Chevron was required to apply to the Texas Air Control Board for a permit under Rule 601 and to the Administrator of the Environmental Protection Agency under the PSD regulations for a permit before modifying its refinery. It applied for neither permit, and operated 522 days with excessive sulfur dioxide emissions. It is appropriate in this case to assess penalties in favor of the State of Texas with respect to the Rule 601 violation, and in favor of the United States with regard to the violation of the PSD regulations. With regard to Rule 601, a penalty of $1,000.00 a day is assessed in favor of the State of Texas. With regard to the PSD regulations, a penalty of $1,000.00 a day is assessed in favor of the United States.

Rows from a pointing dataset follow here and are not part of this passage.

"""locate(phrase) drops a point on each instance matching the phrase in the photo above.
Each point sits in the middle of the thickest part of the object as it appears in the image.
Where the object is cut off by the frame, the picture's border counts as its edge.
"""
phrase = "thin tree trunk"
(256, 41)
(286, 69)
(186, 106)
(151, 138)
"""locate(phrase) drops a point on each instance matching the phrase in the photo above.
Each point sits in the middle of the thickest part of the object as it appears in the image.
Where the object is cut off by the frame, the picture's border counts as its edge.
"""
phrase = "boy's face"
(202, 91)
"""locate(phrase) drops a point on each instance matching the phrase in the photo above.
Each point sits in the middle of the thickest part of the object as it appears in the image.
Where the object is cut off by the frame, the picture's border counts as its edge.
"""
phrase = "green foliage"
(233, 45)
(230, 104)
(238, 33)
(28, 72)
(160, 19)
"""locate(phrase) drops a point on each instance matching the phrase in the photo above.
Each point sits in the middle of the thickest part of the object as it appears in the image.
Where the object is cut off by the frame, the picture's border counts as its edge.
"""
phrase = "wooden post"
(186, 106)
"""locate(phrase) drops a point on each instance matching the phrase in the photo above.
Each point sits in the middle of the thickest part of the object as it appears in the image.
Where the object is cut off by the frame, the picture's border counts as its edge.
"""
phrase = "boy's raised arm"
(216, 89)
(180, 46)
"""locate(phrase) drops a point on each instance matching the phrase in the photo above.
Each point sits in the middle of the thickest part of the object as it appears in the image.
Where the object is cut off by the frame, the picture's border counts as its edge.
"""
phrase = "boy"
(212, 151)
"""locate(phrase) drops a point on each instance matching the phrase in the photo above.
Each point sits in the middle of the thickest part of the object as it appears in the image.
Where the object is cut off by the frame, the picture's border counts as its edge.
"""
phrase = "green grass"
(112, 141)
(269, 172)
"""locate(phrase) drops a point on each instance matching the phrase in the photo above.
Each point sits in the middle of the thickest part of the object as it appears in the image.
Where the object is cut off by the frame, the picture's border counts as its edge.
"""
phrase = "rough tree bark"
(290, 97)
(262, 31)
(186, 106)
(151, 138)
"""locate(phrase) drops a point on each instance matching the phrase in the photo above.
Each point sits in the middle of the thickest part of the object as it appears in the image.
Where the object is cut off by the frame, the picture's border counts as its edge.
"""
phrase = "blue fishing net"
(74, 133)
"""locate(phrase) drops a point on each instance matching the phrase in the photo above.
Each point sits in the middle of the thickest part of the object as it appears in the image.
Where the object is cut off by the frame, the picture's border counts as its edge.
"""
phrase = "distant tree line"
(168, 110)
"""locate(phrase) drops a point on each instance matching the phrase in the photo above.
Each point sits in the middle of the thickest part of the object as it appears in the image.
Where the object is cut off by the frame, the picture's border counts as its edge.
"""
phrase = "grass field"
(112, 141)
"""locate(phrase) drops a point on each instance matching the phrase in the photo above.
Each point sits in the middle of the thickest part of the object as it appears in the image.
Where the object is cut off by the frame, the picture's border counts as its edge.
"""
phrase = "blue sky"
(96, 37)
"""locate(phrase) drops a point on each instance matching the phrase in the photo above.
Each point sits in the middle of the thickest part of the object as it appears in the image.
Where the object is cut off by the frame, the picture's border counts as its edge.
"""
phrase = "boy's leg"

It is therefore ORDERED that the Plaintiff, United States of America, do have and recover judgment of and from Defendant Chevron U.S.A., Inc. for civil penalties in the total amount of $4,530,000.00.

It is further ORDERED that the Plaintff-Intervenor, State of Texas, do have and recover judgment of and from defendant Chevron U.S.A., Inc. for civil penalties in the total amount of $1,524,000.00.

It is further ORDERED that Defendant Chevron U.S.A., Inc. pay the costs of court herein incurred.

Judgment

In accordance with the Memorandum Opinion and Order this day entered,

It is ORDERED, ADJUDGED and DECREED that Plaintiff United States of America do have and recover judgment against the Defendant, Chevron U.S.A., Inc., for civil penalties in the sum of FOUR MILLION FIVE HUNDRED THIRTY THOUSAND and No/100 ($4,530,000.00) DOLLARDS plus interest thereon at the rate of 7.87 percent from the date of judgment until paid.

It is further ORDERED, ADJUDGED and DECREED that Plaintiff-Intervenor State of Texas do have and recover judgment against the Defendant, Chevron U.S.A., Inc., in the sum of ONE MILLION FIVE HUNDRED TWENTY-FOUR THOUSAND and No/100 ($1,524,000.00) DOLLARS plus interest thereon at the rate of 7.87 percent from the date of judgment until paid.

1. This corporation was known as Chemical Producers Corporation until the early 1970s, when its name was changed to El Paso Acid Corporation. To avoid confusion, the corporation will be called El Paso Acid Corporation. To avoid confusion, the corporation will be called El Paso Acid Corporation (EPAC) throughout this opinion.

2. Industry terminology distinguishes between "sweet" and "sour" crude oil. Sweet crude contains less than 0.5 percent sulfur; sour crude contains more than 0.5 percent.

3. It was estimated in 1977 that the El Paso Refinery was generating 30 tons of H[2]S per day of operation. (Pl. Ex. 275).

4. Chevron personnel estimated that 11 tons of SO2 per day were being emitted prior to October 1, 1977.

5. 2 Kings 18:19-21 (RSV).

6. This application was never acted on by the Board and was withdrawn on February 14, 1978.

7. The decision was later affirmed on appeal. Chevron, U.S.A., Inc. v. City of El Paso, 593 S.W.2d 396 (Tex. Civ. App. El. Paso, 1980, no writ).

8. The complaint in the instant case originally prayed for injunctive relief. That prayer was later withdrawn, and the parties appear to concede that Chevron is now in compliance with the law.

9. Both the City and Chevron agree that ground level concentrations of SO2 exceeded the allowable on March 2, 1979.